Brown and Milliken in the new P&R: The latest edition of Poverty & Race includes a powerful set of reflections on the legacy of Brown v. Board of Education and Milliken v. Bradley on their respective 70th and 50th anniversaries. If you read nothing else this spring on the Brown anniversary, you should read these essays! Thanks to Jenna Tomasello, NCSD’s Communications Manager, for coordinating this special issue.
Housing-schools collaborations: As earlier reported, we were excited to see the Department of Education include collaboration with housing and transportation agencies as a competitive priority in the Magnet Schools Assistance Program (MSAP). To support this effort, we released a fact sheet to assist MSAP applicants, “How magnet schools might collaborate across housing and transportation agencies to enhance school diversity efforts.”
Other news and resources
An AFFH typology: The Redress Movement has published a useful “policy toolbox” that describes local policies that can be pursued to promote fair housing in six different types of communities. Although fair housing planning is ideally regional in scope, the community-focused policy options laid out here will be a great tool for local organizing.
50 years of exclusionary zoning litigation: Robert Schwemm has published an historical review of the Arlington Heights cases and the ongoing legal barriers to address metropolitan segregation through zoning litigation. See “Reflections on Arlington Heights: Fifty Years of Exclusionary Zoning Litigation and Beyond”

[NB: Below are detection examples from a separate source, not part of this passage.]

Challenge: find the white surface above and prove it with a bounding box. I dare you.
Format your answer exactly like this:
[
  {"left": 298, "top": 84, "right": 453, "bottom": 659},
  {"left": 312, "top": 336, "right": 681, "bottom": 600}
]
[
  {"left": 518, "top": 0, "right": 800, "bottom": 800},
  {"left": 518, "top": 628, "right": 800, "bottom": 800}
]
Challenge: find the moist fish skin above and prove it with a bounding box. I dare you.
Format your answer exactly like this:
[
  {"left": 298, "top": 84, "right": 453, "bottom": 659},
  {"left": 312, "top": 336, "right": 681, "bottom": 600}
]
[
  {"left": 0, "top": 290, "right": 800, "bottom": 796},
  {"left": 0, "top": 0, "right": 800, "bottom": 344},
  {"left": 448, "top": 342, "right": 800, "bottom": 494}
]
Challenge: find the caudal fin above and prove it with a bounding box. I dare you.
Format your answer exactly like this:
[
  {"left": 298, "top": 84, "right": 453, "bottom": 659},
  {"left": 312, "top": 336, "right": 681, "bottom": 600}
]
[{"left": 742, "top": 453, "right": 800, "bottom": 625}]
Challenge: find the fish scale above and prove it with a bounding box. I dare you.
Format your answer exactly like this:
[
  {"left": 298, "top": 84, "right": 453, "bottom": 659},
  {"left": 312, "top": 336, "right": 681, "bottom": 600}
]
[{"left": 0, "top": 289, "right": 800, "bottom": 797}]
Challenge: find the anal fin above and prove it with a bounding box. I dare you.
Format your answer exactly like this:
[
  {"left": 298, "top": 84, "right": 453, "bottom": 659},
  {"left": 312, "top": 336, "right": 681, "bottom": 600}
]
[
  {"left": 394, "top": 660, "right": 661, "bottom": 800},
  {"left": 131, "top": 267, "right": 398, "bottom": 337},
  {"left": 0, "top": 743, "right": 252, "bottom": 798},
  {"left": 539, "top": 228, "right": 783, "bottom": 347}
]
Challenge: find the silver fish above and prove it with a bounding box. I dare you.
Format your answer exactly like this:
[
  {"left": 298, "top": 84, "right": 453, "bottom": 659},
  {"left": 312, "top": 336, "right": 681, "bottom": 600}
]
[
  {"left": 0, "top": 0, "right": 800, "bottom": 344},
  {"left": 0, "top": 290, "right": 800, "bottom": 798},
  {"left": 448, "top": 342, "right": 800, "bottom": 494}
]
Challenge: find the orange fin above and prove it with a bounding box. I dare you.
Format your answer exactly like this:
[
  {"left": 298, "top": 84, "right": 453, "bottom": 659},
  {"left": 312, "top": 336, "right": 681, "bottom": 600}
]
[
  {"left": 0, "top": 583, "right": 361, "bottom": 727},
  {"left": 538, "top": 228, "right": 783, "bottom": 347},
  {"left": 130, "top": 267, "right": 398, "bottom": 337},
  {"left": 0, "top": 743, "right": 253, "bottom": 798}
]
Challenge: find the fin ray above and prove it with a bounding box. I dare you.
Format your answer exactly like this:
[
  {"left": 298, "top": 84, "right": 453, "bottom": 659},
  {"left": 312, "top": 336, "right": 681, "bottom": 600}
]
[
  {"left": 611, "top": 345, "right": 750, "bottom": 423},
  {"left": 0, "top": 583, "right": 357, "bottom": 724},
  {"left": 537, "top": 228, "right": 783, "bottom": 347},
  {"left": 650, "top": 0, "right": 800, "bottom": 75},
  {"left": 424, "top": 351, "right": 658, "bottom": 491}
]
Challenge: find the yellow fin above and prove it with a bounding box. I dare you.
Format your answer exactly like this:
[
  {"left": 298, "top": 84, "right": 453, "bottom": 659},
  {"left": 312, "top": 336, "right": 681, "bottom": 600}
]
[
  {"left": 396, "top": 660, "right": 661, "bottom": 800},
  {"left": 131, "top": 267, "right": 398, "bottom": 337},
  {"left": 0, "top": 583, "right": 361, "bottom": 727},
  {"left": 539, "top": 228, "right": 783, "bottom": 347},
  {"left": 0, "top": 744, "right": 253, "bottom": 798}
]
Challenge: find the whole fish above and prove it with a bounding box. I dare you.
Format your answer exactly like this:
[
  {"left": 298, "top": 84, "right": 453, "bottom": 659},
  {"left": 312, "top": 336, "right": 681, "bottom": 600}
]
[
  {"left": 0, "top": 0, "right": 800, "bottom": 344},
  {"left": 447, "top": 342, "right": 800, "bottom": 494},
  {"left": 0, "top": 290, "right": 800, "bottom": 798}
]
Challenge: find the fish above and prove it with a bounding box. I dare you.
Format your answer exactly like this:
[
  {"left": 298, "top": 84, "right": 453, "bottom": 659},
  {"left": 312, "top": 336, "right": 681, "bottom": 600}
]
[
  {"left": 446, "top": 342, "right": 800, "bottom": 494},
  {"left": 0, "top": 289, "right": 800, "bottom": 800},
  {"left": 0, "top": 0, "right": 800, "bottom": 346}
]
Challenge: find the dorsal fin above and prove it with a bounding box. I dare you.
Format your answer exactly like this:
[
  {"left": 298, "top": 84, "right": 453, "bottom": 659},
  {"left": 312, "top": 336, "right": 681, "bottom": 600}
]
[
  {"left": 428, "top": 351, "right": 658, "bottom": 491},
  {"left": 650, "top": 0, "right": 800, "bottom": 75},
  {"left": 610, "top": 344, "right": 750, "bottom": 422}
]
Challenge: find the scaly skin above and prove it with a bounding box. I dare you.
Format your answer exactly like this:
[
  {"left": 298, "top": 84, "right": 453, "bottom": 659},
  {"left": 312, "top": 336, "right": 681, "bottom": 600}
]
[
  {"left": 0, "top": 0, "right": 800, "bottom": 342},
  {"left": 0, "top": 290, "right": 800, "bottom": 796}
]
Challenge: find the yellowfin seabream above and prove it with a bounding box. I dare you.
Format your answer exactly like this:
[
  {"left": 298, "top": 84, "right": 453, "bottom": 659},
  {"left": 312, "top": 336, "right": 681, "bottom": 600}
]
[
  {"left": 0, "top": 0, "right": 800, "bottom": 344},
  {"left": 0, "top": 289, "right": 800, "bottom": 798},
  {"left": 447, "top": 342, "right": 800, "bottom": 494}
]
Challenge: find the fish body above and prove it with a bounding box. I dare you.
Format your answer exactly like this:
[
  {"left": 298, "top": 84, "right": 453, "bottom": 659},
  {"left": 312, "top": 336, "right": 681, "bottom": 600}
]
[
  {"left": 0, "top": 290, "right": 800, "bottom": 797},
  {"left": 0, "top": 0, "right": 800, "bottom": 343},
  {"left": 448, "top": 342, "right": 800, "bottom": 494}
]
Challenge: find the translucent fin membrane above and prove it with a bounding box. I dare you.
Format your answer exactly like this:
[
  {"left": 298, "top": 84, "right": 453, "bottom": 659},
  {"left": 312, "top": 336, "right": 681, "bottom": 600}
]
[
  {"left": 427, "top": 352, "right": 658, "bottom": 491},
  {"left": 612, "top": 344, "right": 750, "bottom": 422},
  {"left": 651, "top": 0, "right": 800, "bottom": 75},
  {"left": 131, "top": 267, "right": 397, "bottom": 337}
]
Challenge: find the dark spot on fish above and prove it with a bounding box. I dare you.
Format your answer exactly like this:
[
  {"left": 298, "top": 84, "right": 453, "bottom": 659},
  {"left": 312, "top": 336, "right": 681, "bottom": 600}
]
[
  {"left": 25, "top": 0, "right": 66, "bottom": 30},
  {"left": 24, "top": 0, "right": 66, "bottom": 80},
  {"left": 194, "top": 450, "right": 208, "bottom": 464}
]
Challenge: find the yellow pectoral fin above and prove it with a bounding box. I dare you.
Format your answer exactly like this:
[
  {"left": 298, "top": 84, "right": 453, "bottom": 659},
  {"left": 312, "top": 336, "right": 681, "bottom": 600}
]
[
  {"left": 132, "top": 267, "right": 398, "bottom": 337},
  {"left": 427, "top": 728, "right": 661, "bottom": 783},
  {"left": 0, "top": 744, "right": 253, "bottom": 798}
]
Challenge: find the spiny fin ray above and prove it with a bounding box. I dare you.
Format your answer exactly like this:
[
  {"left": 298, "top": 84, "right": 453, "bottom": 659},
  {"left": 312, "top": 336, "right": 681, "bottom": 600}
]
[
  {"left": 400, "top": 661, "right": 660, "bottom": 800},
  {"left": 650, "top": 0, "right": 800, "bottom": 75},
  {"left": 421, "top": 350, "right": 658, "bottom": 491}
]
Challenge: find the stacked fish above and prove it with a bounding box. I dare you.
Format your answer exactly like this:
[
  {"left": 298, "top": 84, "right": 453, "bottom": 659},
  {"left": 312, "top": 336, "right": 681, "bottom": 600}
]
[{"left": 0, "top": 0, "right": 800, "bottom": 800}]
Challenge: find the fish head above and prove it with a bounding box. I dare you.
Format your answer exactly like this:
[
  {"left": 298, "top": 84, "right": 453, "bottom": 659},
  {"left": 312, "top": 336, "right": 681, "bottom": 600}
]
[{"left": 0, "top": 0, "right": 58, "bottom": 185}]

Grants Pass: Thank you to the National Homelessness Law Center and the many other groups that came together in an extraordinary amicus campaign in the U.S. Supreme Court challenging a local ordinance in Grants Pass, Oregon that criminalizes homeless people who are forced to sleep outside because no housing or shelter is available. According to NHLC, 42 separate amicus briefs were filed, representing over 1100 groups and public figures (we joined the Lawyers Committee’s brief).